Да, вот еще – я расскажу вам об одном молодом, красноречивом пасторе!

В первый раз, как мы появились за общим столом, мы приметили очень большое уныние между дамами. Не попытался ли какой-нибудь отважный господин влезть на гору и не свалился ли оттуда? Не получены ли неприятные политические известия из Англии, поражение консерваторов, например? Не сделался ли переворот в модах в Париже, и все наши лучшие наряды не сделались ли никуда негодны? Я обратилась за разъяснением к единственной даме, которая из всех присутствующих одна была весела – к моему другу Дорис, разумеется.

– Какой день был вчера? – спросила она.

– Воскресенье, – ответила я.

– Из всех грустных воскресений, – продолжала она, – это было самое грустное во всем календаре. Мистер Майлз Мирабель говорил свою прощальную проповедь в нашей временной капелле наверху.

– И вы еще не оправились?

– У нас у всех разбито сердце, мисс Вайвиль.

– Я спросила, какого рода проповеди предпочитает мистер Мирабель. Леди Дженивей сказала: „Придите в нашу комнату после обеда. Предмет слишком печален, чтобы рассуждать о нем на публике“.

Она сначала познакомила меня с преподобным джентльменом – то есть показала мне его фотографии. Было два портрета. Один представлял только его лицо. Другой изображал его во весь рост в сутане. Каждая дама из его прихожанок получила, как прощальный подарок, эти две фотографии. „Мои портреты, – не без юмора заметила леди Дорис, – единственные целые экземпляры. Другие все испорчены слезами“.

Вы теперь ожидаете описания наружности этого очаровательного человека? То, чего не сказала мне фотография, моя приятельница дополнила рассказом. Вот результат: он молод – ему нет еще и тридцати. Черты его лица нежны; глаза голубые, руки красивые, а перстни еще красивее. А какой голос, какие манеры! Его прелестные светлые волосы густо рассыпаются по плечам; а его глянцевитая волнистая борода доходит до нижних пуговиц жилета.

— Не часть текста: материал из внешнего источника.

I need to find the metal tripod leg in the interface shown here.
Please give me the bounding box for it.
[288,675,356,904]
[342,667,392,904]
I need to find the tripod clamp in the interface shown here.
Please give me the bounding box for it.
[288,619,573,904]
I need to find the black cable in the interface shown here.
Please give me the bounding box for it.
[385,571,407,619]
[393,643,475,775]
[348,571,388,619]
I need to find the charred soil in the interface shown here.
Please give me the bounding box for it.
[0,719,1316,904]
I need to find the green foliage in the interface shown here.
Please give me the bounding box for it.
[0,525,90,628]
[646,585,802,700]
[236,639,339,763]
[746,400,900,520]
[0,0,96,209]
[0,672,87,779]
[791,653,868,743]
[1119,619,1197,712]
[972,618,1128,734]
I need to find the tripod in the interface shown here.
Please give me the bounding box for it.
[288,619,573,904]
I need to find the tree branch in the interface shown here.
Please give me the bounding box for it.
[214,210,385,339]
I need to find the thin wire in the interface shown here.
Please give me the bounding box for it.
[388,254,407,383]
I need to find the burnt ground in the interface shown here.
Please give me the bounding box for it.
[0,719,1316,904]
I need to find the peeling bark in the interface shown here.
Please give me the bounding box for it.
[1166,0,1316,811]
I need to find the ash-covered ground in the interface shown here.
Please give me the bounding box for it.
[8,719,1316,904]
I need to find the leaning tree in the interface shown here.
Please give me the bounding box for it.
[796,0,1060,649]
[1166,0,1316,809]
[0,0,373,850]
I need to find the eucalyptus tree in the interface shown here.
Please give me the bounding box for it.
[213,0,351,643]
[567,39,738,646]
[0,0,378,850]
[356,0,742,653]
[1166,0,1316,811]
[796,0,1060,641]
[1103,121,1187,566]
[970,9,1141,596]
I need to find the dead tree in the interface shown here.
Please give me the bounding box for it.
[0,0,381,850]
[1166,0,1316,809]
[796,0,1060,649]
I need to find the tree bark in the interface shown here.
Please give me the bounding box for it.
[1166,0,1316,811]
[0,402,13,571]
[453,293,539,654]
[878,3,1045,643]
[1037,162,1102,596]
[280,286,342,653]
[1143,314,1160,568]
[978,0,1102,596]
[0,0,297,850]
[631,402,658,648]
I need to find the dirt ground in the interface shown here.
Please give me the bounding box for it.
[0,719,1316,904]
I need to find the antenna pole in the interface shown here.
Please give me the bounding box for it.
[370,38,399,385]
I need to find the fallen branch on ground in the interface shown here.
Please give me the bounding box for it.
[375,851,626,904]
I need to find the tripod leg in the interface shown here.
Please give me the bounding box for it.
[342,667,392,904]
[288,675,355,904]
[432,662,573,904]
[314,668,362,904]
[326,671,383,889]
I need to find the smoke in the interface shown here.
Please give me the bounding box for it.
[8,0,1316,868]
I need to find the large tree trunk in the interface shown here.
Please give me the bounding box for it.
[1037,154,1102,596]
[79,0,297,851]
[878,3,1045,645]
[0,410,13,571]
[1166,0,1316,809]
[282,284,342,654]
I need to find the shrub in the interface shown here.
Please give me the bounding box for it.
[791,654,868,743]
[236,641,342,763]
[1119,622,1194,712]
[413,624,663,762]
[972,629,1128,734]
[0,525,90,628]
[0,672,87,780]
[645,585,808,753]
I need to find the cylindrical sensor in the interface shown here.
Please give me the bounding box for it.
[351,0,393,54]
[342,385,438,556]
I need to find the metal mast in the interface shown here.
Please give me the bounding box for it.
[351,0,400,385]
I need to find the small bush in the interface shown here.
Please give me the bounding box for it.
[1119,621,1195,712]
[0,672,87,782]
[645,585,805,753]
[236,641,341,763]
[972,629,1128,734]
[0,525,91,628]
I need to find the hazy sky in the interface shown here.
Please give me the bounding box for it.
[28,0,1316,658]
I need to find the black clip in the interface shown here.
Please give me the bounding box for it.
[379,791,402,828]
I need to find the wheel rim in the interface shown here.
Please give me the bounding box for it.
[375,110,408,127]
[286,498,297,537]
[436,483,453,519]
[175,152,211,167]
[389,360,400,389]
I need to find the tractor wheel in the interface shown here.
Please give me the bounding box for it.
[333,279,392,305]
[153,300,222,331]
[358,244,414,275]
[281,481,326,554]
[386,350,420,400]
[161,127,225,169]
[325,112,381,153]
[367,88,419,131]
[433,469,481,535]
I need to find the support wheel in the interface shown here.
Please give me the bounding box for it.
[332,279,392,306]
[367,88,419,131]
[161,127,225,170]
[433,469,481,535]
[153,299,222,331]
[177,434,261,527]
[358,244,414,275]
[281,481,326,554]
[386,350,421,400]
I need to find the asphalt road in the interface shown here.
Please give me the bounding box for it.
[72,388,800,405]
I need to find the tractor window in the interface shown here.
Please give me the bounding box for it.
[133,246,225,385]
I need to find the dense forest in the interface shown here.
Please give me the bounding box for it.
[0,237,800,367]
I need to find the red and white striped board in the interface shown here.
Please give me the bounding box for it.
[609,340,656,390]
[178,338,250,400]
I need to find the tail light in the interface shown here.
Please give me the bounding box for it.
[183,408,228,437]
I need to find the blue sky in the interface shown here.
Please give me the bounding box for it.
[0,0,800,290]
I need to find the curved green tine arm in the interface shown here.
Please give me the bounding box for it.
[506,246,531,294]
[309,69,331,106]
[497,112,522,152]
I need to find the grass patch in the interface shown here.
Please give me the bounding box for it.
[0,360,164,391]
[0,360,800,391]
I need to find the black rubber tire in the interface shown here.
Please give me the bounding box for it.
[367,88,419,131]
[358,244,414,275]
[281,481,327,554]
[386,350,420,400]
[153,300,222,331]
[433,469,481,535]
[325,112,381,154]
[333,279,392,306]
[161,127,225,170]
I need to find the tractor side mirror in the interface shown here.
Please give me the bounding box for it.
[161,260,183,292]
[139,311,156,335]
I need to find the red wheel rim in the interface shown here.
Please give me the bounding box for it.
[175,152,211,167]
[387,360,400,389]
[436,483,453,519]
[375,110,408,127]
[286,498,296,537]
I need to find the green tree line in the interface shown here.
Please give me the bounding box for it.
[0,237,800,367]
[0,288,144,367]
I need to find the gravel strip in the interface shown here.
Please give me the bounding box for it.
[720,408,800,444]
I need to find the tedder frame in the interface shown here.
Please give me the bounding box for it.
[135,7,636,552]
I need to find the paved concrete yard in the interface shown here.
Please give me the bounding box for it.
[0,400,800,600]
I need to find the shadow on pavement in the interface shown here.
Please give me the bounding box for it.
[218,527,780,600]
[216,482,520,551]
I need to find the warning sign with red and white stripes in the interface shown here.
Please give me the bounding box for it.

Что вы теперь думаете о преподобном Майлзе Мирабеле?

Жизнь и приключения нашего очаровательного молодого пастора служат красноречивым доказательством святой терпеливости его характера; от таких испытаний изнемог бы обыкновенный человек (пожалуйста, заметьте, что в этом месте леди Дорис говорит языком его обожательниц, а я передаю слова леди Дорис).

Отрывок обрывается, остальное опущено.